Take use of the comma, for instance. He bemoans his New Yorker editors’ insistence on overuse of commas, arguing that they can and should be left out when they don’t aid clarity. “Tall dark and handsome” needs no commas, he contends, because there’s no ambiguity that a comma would help clear up, no risk that a reader will think “tall dark” denotes a tall type of dark. Similarly, “red white and blue” is perfectly understandable without commas.
As a reviewer, Thurber is admirably unpredictable. He doesn’t automatically like everything by the big names that you’re supposed to like, and he doesn’t play the role of the impossible-to-satisfy curmudgeon who delights in trashing everything. He thinks Gertrude Stein’s writing is atrocious. He mostly likes John Steinbeck but hated The Moon is Down. He likes Henry James and Joseph Conrad, and regarded Sinclair Lewis’s Babbitt to be the best book of 1922. He’s less than enamored with writers like T.S. Eliot and James Joyce who are more obscure than there’s any justification for.
I mostly didn’t enjoy the parodies as much as some of the other pieces, as I was typically not sufficiently familiar with the writer in question’s work to ascertain how accurate or funny the parody was.

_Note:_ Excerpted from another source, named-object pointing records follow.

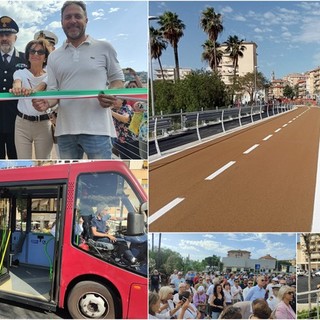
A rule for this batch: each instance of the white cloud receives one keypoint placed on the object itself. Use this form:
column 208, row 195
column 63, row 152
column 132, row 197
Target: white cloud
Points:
column 226, row 9
column 208, row 236
column 98, row 14
column 309, row 32
column 111, row 10
column 240, row 18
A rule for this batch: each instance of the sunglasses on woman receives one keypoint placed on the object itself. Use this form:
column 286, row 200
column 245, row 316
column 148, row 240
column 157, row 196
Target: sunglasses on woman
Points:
column 40, row 52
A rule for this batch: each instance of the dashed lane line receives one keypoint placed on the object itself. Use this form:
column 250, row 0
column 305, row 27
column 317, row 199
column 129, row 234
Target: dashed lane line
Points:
column 251, row 149
column 216, row 173
column 164, row 210
column 267, row 138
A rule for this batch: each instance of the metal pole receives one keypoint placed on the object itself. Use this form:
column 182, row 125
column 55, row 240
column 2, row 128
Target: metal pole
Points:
column 151, row 69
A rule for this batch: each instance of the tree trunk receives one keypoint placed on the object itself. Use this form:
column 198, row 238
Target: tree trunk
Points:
column 161, row 68
column 176, row 59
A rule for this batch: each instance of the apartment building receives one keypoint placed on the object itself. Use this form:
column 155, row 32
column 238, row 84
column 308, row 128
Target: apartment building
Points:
column 302, row 260
column 246, row 64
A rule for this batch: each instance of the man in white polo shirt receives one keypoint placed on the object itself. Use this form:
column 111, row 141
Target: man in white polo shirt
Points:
column 82, row 63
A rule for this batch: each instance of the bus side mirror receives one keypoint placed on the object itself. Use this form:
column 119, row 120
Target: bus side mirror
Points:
column 144, row 208
column 135, row 224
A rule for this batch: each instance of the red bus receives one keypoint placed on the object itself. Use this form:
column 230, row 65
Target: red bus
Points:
column 46, row 262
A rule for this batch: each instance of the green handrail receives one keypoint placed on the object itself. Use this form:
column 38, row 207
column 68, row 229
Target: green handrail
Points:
column 5, row 250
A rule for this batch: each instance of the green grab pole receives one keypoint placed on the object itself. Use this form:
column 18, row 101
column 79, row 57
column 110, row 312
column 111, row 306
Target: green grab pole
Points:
column 5, row 249
column 3, row 239
column 49, row 258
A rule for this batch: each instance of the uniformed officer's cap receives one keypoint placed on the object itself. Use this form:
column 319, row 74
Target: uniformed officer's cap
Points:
column 8, row 25
column 50, row 36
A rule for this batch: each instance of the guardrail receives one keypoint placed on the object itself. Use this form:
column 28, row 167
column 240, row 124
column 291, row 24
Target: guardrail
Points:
column 309, row 293
column 172, row 125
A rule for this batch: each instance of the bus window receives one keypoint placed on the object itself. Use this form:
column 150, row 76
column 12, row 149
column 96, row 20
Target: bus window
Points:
column 112, row 191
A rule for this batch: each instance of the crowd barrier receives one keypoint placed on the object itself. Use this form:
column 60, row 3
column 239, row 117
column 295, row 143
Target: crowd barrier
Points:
column 171, row 126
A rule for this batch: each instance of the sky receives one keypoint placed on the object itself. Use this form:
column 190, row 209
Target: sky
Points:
column 286, row 32
column 199, row 245
column 123, row 23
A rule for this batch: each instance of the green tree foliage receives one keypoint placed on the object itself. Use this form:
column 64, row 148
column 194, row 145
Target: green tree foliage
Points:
column 166, row 260
column 199, row 90
column 251, row 81
column 171, row 260
column 212, row 261
column 288, row 92
column 157, row 45
column 172, row 30
column 211, row 23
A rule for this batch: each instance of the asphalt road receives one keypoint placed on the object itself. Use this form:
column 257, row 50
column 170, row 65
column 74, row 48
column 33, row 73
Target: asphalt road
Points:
column 302, row 286
column 259, row 179
column 12, row 310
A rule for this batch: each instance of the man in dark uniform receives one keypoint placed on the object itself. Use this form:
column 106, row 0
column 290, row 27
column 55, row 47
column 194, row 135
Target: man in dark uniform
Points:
column 10, row 61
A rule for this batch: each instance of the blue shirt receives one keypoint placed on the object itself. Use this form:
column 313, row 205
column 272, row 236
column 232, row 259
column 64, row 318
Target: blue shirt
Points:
column 255, row 293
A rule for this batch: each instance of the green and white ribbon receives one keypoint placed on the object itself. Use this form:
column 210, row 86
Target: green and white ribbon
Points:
column 135, row 94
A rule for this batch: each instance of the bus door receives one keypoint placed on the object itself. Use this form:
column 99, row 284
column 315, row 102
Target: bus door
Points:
column 5, row 234
column 30, row 217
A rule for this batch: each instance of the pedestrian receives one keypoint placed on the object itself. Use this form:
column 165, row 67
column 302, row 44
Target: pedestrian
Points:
column 11, row 60
column 32, row 128
column 258, row 291
column 83, row 125
column 49, row 36
column 155, row 281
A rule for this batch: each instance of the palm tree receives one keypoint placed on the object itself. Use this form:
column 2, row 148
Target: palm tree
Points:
column 157, row 45
column 212, row 54
column 235, row 48
column 172, row 30
column 211, row 23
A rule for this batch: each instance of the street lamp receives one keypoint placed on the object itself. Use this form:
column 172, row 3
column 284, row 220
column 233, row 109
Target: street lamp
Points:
column 255, row 84
column 150, row 18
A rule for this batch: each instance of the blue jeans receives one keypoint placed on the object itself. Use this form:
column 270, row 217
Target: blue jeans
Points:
column 215, row 315
column 73, row 146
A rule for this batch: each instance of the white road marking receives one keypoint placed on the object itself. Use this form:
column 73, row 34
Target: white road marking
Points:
column 164, row 210
column 225, row 167
column 251, row 149
column 267, row 138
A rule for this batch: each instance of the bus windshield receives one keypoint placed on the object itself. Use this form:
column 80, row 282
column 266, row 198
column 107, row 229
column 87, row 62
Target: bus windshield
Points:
column 108, row 222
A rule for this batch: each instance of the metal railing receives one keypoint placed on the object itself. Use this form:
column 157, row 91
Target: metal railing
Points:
column 174, row 125
column 309, row 293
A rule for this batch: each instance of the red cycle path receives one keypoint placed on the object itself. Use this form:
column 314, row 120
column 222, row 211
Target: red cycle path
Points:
column 269, row 189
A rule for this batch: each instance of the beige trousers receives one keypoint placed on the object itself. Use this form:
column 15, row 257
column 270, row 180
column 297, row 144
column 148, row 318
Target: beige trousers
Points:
column 33, row 133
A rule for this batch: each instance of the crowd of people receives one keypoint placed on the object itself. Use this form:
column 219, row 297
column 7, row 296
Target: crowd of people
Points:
column 97, row 128
column 240, row 295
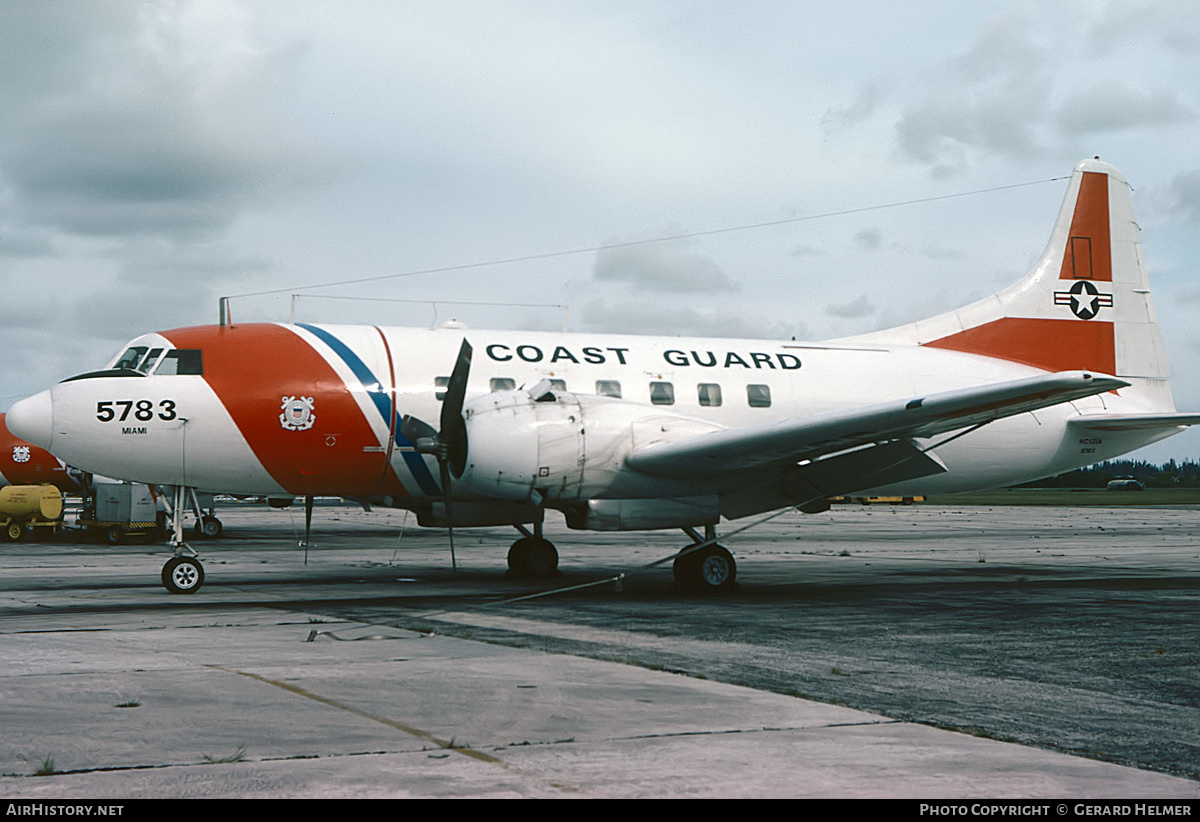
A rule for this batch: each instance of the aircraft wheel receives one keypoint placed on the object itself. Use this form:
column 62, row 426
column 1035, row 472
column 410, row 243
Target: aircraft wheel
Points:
column 519, row 557
column 208, row 527
column 531, row 556
column 709, row 570
column 183, row 575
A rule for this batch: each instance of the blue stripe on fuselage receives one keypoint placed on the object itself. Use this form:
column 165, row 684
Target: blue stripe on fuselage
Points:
column 375, row 389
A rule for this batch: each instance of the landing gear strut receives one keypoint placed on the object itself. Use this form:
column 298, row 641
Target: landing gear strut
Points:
column 533, row 556
column 183, row 574
column 708, row 569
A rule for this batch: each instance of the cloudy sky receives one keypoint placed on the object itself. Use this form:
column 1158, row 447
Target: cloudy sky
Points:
column 157, row 155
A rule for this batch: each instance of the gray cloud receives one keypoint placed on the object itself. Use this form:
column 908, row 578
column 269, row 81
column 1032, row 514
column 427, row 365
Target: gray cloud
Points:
column 664, row 267
column 651, row 317
column 857, row 307
column 1186, row 192
column 869, row 239
column 1116, row 106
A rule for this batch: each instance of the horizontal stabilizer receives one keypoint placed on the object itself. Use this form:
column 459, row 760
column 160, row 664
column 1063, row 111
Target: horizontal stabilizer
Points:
column 733, row 450
column 1133, row 421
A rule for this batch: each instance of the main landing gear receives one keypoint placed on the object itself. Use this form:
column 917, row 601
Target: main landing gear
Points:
column 705, row 567
column 183, row 574
column 533, row 555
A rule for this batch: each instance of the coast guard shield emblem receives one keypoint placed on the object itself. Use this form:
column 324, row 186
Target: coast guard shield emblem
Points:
column 297, row 413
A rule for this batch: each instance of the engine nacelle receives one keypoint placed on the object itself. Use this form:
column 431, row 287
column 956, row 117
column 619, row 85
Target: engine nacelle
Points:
column 555, row 447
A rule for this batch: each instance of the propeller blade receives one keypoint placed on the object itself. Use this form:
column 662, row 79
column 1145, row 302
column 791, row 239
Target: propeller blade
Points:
column 415, row 430
column 453, row 436
column 448, row 501
column 307, row 526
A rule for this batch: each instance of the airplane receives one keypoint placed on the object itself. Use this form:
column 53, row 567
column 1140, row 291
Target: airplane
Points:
column 24, row 463
column 1063, row 369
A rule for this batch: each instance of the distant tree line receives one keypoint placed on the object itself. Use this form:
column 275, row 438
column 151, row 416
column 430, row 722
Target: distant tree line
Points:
column 1168, row 475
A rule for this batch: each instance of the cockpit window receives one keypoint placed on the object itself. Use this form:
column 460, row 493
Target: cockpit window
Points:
column 181, row 361
column 131, row 358
column 149, row 360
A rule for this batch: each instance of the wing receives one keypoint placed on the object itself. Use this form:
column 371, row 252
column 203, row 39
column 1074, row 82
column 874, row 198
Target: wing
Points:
column 781, row 444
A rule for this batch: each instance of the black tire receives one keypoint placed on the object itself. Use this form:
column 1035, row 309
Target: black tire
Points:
column 709, row 570
column 533, row 557
column 183, row 575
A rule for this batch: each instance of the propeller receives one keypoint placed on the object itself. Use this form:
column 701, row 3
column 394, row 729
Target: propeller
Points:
column 448, row 444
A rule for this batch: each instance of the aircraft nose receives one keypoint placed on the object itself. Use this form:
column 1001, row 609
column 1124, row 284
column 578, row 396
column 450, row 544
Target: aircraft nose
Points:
column 33, row 419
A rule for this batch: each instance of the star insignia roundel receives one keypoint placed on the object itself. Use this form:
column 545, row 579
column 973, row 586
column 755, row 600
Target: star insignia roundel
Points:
column 1085, row 299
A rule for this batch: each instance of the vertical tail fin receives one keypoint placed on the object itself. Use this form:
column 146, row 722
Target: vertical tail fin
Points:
column 1085, row 305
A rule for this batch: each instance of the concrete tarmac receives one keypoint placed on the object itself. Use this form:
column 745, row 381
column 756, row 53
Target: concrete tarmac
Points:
column 256, row 687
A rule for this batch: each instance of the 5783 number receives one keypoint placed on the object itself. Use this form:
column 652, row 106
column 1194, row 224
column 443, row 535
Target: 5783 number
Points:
column 139, row 409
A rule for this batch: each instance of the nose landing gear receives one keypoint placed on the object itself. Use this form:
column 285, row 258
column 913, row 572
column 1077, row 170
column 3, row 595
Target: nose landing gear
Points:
column 183, row 574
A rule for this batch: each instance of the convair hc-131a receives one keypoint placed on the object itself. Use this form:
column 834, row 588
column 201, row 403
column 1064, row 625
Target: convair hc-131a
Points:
column 471, row 427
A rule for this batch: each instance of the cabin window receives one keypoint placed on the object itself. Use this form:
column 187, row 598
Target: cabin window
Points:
column 759, row 396
column 609, row 388
column 709, row 395
column 663, row 394
column 181, row 361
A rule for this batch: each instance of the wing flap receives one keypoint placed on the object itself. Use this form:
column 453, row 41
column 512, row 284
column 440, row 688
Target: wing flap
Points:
column 732, row 450
column 1133, row 421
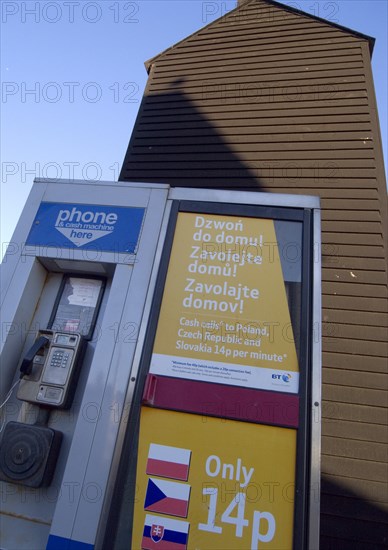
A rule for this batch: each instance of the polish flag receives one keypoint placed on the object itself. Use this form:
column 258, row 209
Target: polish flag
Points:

Indeed, the book as a whole just didn’t appeal to me as much as most of what I’ve read by Thurber. The inside baseball stuff about the New Yorker, the attempts to analyze humor, the parodies of writers I’ve mostly not read—I guess I just get a lot more out of his fiction and maybe some of his more journalistic writings, neither of which is represented in this compilation.
Certainly Collecting Himself has its moments. I chuckled here and there, found an occasional observation insightful, and enjoyed a few shots he takes at deserving targets. (An example of the last being his response to a letter to the editor objecting to his negative review of The Moon is Down, which turned out to be from the book’s publisher, not exactly an unbiased source of indignation. The letter writer had called the review a “slap in the face.” Thurber’s reply closed with, “I am sorry about that slap in the face. I didn’t realize my hand was open.”) But it’s not the compilation I would suggest as an introduction for a reader new to Thurber.